If you want to run Splunk as root, but manage it as another user, that can mostly be done by giving your user sudo access to the "splunk" command (i.e. /opt/splunk/bin/splunk). However, that's really only going to give you management over a reasonable bit of functionality, but you'll probably find that there's a class of things that you'd like to do which either can't be done through that command or would be more easily done by directly editing config files, etc.

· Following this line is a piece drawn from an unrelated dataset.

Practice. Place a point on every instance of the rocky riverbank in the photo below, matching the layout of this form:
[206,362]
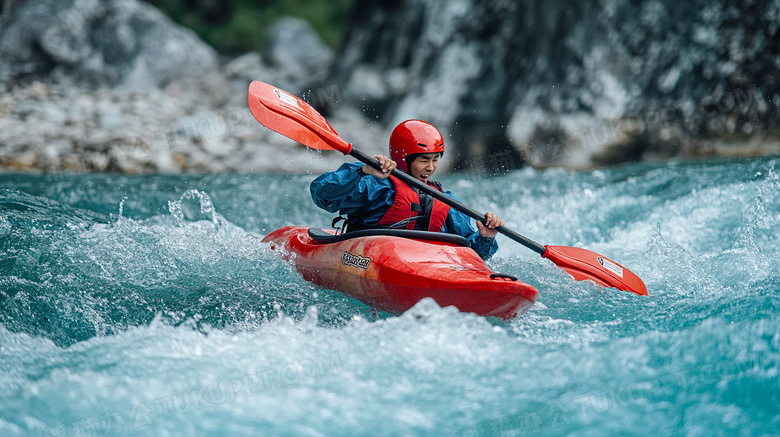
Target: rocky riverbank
[114,85]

Some software would provide a separate setuid process that would do privileged things, so that you could run the solution as a non-privileged user, but still have privileged capabilities for very specific items. In other words, splunkd could run as the user "splunk" and would spawn a setuid process called, for instance, "syslog_listener" which would run as root and have the ability to listen on privileged ports. I can't speak to the security issues with that or why Splunk isn't architected with that in mind.

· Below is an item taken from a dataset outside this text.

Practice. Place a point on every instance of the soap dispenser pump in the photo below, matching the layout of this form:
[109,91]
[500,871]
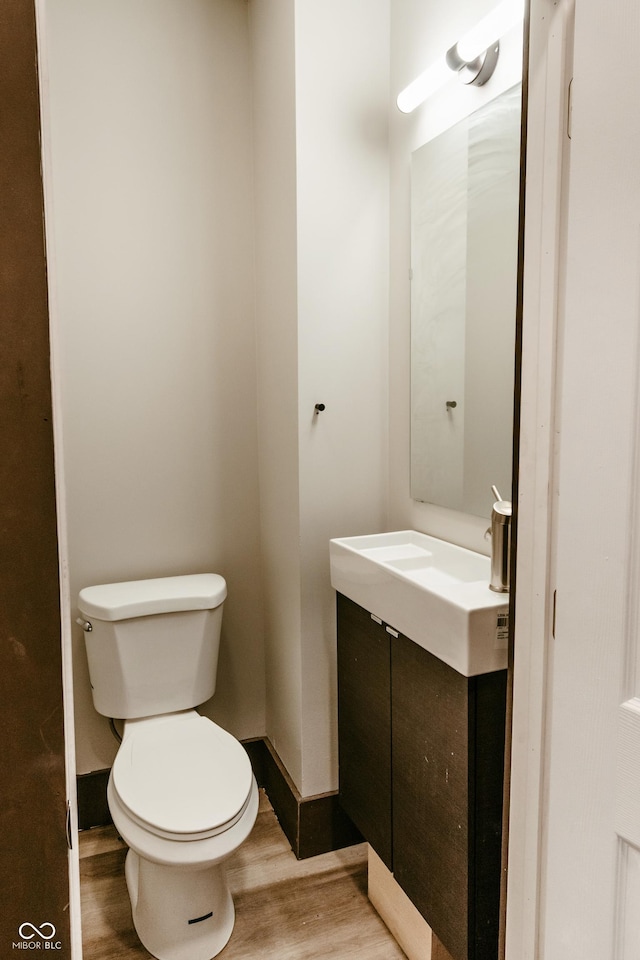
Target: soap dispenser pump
[500,533]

Splunk doesn't inherently need any root or other special privileges to run. It needs the correct level of access to it's own file hierarchy (which it will have by default if it is the owner of the files and directories). Everything else will be determined by what you need it to do.
If you need it to listen on a port below 1024 on Linux, it will need to run as root (or use some other mechanism, e.g. have iptables redirect the port). This shouldn't be needed at all on a forwarder.
If you need it to collect data (whether by running commands or looking at files) then the process simply needs the permissions to do whatever you need it to do. If you're running commands, you could possibly script things, give it escalated privileges for those commands, etc., but bottom line, if you want Splunk to gather information, it must have the permissions to gather that information.
thanks, I do require UDP514 access and other privileged network ports for this installation.
This leads me to a file system permission question. If the process is running as root (splunkd) then any files that are created or touched via splunkweb will have the permission of root:root. This will cause me a problem when i go to edit those same files as a user that will have sudo priv to edit files owned by splunk:splunk. Would adding the splunk user to wheel group give it the permissions to grab 514 and other sub-1024 ports as well as write the files under the proper ownership?
I think it depends a lot on what commands you want to run to gather input from. We run as the user splunk as you indicate, but do not use Splunk for anything that requires root privileges. It does not, for example, have a requirement to use any ports below 1024.
In our case, we install the init script by having a root user run "splunk enable boot-start -user splunk" which starts splunk by running 'su - splunk -c "..."'.
It's possible that the Unix app (which we don't run) might want to be able to run some of the commands you list and those might require elevated priveleges, but I don't think they do.
One longer term issue that we have is that I would like Splunk to read /var/log/* files, but nowadays, most Linux vendors and some Unix vendors turn off world-read capability on that file. Which means that we'd either have to run Splunk as root (which we don't want to do), use non-standard permissions on those files, or change permissions and add Splunk to a group we don't want to have it be in.
The UNIX app was generally designed to not require root. This made solving a lot of problems much harder. It's possible an oversight may have crept in somewhere however.